Namun, Luciana Zaccara, seorang profesor studi militer di Universitas Qatar, mengatakan kepada Al Jazeera bahwa pihaknya menerapkan pendekatan “jalur ganda” dalam hal perang.

“Di satu sisi mereka berusaha meyakinkan opini publik bahwa AS sangat prihatin dengan jatuhnya korban sipil, namun mereka juga tetap mendukung Israel (secara militer),” ujarnya. “Ini benar-benar bertentangan… sulit untuk memahami bagaimana hal ini demi kepentingan nasional.”

Kebijakan ini sangat membingungkan mengingat “tekanan yang meningkat” di AS, termasuk di kalangan Partai Demokrat, terhadap perang ketika korban sipil di Gaza terus meningkat, kata Zaccara.

Beberapa anggota parlemen Partai Demokrat menyarankan bantuan lebih lanjut yang signifikan kepada Israel harus bergantung pada janji nyata pemerintahan Perdana Menteri Benjamin Netanyahu untuk mengurangi korban sipil di Gaza.

Lebih dari 21.000 warga Palestina kini telah terbunuh di daerah kantong yang terkepung sejak 7 Oktober, sebagian besar dari mereka adalah anak-anak dan perempuan, dalam apa yang secara luas digambarkan sebagai hukuman kolektif. Ribuan lainnya hilang.

Philippe Lazzarini, kepala Badan Bantuan dan Pekerjaan PBB untuk Pengungsi Palestina (UNRWA), mengatakan pada hari Sabtu bahwa pihak berwenang Israel terus memberlakukan “pembatasan ketat” terhadap akses kemanusiaan meskipun ada pengiriman bantuan dari Mesir dan melalui penyeberangan Rafah.
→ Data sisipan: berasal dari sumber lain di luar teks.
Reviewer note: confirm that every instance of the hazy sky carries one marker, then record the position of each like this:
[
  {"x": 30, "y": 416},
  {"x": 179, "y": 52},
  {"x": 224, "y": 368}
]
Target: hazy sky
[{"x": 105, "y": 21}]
Dia juga mengatakan mereka “menciptakan aliran informasi yang salah yang tidak berdasar” untuk menuduh lembaga bantuan atas kesenjangan dalam pengiriman bantuan.

Sementara itu, Sekretaris Jenderal PBB Antonio Guterres kembali memperingatkan bahwa konflik dapat meluas ke wilayah yang lebih luas jika tidak segera dihentikan.